Quero a fome de calar-me. O silêncio. Único
Recado que repito para que me não esqueça. Pedra
Que trago para sentar-me no banquete

A única glória no mundo — ouvir-te. Ver
Quando plantas a vinha, como abres
A fonte, o curso caudaloso
Da vergôntea — a sombra com que jorras do rochedo

Quero o jorro da escrita verdadeira, a dolorosa
Chaga do pastor
Que abriu o redil no próprio corpo e sai
Ao encontro da ovelha separada. Cerco

Os sentidos que dispersam o rebanho. Estendo as direcções, estudo-lhes
A flor — várias árvores cortadas
Continuam a altear os pássaros. Os caminhos
Seguem a linha do canivete nos troncos

As mãos acima da cabeça adornam
As águas nocturnas — pequenos
Nenúfares celestes. As estrelas como as pinhas fechadas

Caem — quero fechar-me e cair. O silêncio
Alveolar expira — e eu
Estendo-as sobre a mesa da aliança



in "Dos Líquidos"


Há uma Mulher a Morrer Sentada


Há uma mulher a morrer sentada
Uma planta depois de muito tempo
Dorme sossegadamente
Como cisne que se prepara
Para cantar

Ela está sentada à janela. Sei que nunca
Mais se levantará para abri-la
Porque está sentada do lado de fora
E nenhum de nós pode trazê-la para dentro

Ela é tão bonita ao relento
Inesgotável

É tão leve como um cisne em pensamento
E está sobre as águas
É um nenúfar, é um fluir já anterior
Ao tempo

Sei que não posso chamá-la das margens


Daniel Faria, in "Dos Líquidos"


3

Sei que o homem lavava os cabelos como se fossem longos
Porque tinha uma mulher no pensamento
Sei que os lavava como se os contasse

Sei que os enxugava com a luz da mulher
Com os seus olhos muito claros voltados para o centro
Do amor, da operação poderosa
Do amor

Sei que cortava os cabelos para procurá-la
Sei que a mulher ia perdendo os vestidos cortados

Era um homem imaginado no coração da mulher que lavava
O cabelo no seu sangue

Na água corrente

Era um homem inclinado como o pescador nas margens para ouvir
E a mulher cantava para o homem respirar


In, Homens que são como lugares mal situados



A Música Que Toca Sem Parar

letra de Ronaldo Bastos com melodia de Celso Fonseca, O Tempo Não Passou.

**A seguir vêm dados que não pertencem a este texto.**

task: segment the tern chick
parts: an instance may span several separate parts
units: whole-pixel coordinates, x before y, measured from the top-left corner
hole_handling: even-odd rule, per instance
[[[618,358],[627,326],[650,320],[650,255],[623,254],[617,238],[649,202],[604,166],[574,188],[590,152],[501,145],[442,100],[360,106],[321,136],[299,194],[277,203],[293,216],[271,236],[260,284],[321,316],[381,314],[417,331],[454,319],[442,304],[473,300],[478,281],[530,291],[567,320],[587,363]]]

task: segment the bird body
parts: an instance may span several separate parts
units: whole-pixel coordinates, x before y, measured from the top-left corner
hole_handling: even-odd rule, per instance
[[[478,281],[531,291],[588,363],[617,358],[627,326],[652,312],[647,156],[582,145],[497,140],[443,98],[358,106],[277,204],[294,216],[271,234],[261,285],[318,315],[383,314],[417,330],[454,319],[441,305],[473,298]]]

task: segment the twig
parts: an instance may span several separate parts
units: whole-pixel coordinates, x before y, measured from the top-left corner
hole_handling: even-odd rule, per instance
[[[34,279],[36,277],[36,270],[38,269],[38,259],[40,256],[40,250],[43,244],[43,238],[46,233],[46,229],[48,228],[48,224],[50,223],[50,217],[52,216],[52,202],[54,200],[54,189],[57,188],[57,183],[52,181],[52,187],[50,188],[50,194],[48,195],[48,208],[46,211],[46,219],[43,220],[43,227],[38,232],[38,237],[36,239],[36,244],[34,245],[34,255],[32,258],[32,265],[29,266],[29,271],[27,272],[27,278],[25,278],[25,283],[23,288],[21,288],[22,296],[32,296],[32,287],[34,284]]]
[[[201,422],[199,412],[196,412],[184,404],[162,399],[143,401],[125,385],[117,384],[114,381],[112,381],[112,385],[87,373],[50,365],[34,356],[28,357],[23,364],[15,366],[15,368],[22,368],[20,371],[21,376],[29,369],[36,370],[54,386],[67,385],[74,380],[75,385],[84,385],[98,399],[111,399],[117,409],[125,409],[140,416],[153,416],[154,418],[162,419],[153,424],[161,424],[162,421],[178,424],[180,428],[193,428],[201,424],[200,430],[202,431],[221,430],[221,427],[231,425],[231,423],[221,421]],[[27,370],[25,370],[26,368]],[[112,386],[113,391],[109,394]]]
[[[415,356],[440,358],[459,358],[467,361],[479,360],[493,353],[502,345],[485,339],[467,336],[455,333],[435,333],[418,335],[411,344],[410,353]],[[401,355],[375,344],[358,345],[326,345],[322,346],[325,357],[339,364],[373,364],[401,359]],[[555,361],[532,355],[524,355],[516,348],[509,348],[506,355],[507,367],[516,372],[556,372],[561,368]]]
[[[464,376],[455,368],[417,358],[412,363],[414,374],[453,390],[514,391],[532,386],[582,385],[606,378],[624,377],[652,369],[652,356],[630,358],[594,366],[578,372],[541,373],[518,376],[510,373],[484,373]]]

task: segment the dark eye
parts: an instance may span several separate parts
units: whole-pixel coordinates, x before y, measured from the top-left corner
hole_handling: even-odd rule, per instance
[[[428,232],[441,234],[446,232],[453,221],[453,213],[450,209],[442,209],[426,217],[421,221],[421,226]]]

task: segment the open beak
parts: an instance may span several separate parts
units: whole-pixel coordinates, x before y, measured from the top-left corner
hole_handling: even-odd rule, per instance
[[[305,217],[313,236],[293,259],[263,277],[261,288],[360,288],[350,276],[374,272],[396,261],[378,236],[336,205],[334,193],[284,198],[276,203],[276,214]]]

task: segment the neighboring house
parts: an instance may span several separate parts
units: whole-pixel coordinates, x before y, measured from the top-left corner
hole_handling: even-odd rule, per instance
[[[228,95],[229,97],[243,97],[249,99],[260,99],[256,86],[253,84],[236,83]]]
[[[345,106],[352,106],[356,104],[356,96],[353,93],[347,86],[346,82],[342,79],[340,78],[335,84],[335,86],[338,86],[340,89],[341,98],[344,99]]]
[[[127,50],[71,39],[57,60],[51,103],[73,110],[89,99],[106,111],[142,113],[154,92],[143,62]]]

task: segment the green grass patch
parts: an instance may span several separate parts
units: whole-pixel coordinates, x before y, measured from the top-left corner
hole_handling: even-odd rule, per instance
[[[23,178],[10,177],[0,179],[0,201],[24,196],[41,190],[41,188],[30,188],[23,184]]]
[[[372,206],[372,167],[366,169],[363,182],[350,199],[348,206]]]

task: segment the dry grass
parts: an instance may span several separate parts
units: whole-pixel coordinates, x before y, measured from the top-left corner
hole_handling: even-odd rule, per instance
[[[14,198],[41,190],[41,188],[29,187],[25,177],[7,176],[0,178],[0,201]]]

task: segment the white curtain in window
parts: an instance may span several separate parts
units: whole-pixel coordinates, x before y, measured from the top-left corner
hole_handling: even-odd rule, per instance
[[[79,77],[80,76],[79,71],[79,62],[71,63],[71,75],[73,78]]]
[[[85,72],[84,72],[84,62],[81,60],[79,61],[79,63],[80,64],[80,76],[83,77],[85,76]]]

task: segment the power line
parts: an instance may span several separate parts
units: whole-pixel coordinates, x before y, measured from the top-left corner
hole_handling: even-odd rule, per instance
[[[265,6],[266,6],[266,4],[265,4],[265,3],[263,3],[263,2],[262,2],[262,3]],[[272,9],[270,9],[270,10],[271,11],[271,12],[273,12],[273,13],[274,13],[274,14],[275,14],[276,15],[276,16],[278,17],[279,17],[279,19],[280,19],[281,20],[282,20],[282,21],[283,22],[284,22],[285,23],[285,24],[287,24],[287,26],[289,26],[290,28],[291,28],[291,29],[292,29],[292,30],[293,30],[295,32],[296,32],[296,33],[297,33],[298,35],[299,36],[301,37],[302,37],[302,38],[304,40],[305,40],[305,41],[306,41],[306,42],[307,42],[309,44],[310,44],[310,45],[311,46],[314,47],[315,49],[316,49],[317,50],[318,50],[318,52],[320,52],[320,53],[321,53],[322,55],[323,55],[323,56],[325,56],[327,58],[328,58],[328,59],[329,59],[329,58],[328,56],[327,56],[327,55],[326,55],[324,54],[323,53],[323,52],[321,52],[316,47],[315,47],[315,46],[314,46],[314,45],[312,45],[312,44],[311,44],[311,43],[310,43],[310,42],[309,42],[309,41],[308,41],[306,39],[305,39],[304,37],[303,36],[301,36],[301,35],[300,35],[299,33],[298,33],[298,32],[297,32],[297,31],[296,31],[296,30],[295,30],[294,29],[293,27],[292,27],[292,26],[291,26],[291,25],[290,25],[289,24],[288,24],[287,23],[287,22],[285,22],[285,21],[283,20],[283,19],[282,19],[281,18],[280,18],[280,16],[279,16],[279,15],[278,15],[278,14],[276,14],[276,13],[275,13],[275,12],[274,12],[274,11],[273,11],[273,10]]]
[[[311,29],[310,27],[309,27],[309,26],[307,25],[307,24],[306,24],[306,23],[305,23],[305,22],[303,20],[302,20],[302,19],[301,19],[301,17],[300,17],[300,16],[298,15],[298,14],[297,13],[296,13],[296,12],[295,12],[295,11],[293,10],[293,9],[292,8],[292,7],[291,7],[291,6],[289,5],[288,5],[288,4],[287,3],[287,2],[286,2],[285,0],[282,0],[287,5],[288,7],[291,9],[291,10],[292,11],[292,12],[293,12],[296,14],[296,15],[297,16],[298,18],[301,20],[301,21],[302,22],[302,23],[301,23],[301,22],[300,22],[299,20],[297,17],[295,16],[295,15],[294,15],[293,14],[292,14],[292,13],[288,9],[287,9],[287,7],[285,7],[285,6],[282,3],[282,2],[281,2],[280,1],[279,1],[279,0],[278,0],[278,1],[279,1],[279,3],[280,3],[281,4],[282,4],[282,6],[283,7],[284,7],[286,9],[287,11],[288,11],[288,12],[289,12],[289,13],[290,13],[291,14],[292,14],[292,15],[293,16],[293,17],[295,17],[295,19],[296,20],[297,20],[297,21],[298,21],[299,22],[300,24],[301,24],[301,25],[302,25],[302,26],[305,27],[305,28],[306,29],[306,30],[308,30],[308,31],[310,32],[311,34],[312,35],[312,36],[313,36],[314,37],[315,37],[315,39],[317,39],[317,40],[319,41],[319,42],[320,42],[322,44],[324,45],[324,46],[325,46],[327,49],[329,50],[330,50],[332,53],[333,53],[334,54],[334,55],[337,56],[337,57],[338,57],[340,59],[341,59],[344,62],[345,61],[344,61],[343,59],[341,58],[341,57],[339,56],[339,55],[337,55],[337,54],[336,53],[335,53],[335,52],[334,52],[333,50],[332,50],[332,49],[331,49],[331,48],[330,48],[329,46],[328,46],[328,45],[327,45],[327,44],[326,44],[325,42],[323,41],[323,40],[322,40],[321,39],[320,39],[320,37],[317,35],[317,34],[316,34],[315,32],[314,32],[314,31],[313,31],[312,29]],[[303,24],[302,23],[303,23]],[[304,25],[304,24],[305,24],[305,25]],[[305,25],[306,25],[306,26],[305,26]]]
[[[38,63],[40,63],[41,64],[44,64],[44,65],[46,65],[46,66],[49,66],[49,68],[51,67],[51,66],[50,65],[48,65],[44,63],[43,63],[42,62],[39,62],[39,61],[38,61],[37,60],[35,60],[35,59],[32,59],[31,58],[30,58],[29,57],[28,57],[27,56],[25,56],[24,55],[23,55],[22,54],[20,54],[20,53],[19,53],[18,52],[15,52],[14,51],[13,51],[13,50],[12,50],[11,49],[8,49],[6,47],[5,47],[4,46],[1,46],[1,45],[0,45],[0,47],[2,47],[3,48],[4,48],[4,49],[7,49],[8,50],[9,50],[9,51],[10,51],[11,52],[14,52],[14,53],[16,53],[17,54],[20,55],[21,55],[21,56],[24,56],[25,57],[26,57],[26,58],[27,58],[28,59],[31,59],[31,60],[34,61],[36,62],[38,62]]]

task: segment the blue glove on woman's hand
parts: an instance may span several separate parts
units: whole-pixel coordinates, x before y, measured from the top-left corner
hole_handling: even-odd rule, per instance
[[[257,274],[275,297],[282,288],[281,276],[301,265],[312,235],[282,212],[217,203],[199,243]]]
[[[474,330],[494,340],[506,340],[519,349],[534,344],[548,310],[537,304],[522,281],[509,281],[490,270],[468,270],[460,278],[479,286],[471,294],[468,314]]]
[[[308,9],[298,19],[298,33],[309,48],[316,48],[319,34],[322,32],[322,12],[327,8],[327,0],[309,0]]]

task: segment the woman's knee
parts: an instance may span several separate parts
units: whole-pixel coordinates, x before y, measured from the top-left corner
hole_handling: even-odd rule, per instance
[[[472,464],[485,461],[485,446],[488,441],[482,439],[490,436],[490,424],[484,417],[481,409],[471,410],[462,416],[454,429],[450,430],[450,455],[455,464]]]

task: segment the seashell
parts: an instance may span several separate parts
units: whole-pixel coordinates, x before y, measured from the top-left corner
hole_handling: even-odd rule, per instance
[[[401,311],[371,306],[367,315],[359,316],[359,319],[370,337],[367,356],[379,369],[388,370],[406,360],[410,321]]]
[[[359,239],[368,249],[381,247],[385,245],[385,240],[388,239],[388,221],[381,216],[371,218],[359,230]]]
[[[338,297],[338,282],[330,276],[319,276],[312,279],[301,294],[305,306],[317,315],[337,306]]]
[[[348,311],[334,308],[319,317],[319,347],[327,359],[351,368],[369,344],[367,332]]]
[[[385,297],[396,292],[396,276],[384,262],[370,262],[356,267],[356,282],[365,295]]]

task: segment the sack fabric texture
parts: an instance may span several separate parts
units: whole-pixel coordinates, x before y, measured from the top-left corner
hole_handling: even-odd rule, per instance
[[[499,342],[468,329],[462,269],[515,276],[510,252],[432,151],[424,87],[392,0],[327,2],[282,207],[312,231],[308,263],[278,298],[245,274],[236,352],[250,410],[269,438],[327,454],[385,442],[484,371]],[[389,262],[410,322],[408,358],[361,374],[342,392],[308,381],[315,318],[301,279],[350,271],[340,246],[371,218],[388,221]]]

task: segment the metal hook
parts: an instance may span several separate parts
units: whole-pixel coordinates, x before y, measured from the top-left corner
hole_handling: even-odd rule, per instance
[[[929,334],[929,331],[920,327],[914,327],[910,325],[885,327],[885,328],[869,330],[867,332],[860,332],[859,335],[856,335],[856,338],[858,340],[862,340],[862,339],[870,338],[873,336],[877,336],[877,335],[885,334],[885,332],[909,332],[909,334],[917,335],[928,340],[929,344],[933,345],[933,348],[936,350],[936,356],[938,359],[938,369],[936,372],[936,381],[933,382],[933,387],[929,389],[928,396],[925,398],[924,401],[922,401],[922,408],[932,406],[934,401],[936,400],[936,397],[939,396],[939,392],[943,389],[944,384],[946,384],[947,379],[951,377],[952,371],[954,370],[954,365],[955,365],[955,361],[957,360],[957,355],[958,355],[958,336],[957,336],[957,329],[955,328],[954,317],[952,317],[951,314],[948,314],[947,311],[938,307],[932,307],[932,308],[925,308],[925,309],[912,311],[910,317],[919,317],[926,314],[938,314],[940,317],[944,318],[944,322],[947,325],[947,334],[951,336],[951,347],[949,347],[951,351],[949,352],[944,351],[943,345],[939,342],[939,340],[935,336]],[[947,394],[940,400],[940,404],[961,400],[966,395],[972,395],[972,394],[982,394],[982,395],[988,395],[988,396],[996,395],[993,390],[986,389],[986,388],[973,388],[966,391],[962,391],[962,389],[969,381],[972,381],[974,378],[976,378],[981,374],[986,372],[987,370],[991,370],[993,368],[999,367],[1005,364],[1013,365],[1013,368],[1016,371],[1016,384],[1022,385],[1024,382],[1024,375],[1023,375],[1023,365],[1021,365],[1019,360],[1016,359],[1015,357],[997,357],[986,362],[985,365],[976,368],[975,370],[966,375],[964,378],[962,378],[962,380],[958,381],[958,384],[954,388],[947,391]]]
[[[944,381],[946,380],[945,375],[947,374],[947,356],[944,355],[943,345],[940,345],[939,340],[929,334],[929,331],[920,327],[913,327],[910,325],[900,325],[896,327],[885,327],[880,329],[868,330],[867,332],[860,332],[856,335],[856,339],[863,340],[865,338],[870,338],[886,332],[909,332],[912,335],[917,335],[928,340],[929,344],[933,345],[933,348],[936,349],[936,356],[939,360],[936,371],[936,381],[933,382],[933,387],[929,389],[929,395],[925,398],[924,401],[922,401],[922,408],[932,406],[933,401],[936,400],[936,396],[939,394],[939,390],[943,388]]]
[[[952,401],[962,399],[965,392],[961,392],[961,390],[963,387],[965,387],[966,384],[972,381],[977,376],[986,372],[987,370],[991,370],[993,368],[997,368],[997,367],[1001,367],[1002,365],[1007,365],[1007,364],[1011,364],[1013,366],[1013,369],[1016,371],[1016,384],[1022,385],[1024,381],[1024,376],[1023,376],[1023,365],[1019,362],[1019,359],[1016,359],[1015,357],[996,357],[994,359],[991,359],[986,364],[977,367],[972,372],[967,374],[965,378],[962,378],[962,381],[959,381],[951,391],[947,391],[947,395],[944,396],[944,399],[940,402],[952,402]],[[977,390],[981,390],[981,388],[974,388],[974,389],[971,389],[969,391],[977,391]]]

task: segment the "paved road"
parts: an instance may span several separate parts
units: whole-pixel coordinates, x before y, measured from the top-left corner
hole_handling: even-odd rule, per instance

Vou te escrever pra falar de new york
Não vim aqui esperar pelo fim do mundo
Estou feliz no postal de new york
E tudo mais e a saudade cortando o fundo
Quando acordo lá pra as três da madrugada
Sinto um anjo vir rondar meu cobertor
Colo a boca sobre a pele da vidraça
Sinto as mutações do tempo a meu favor
Não sou ninguém sem voçê em liverpool
Ou numa ilha dos mares do sul
Olho o relógio e as horas não passam por mim
Num cartão postal o tempo estacionou
Parou seu carro no drive-in
Pra nós o tempo não passou!

22 comments:

Tania regina Contreiras said...

...eu fico com "uma mulher cantando para que o homem possa respirar...". É tudo!!!
Beijos, Roberto...

Primeira Pessoa said...

taninha, acho que é meio isso, a vocação de ulisses dos hopmens, a vocação de sereia das mulheres.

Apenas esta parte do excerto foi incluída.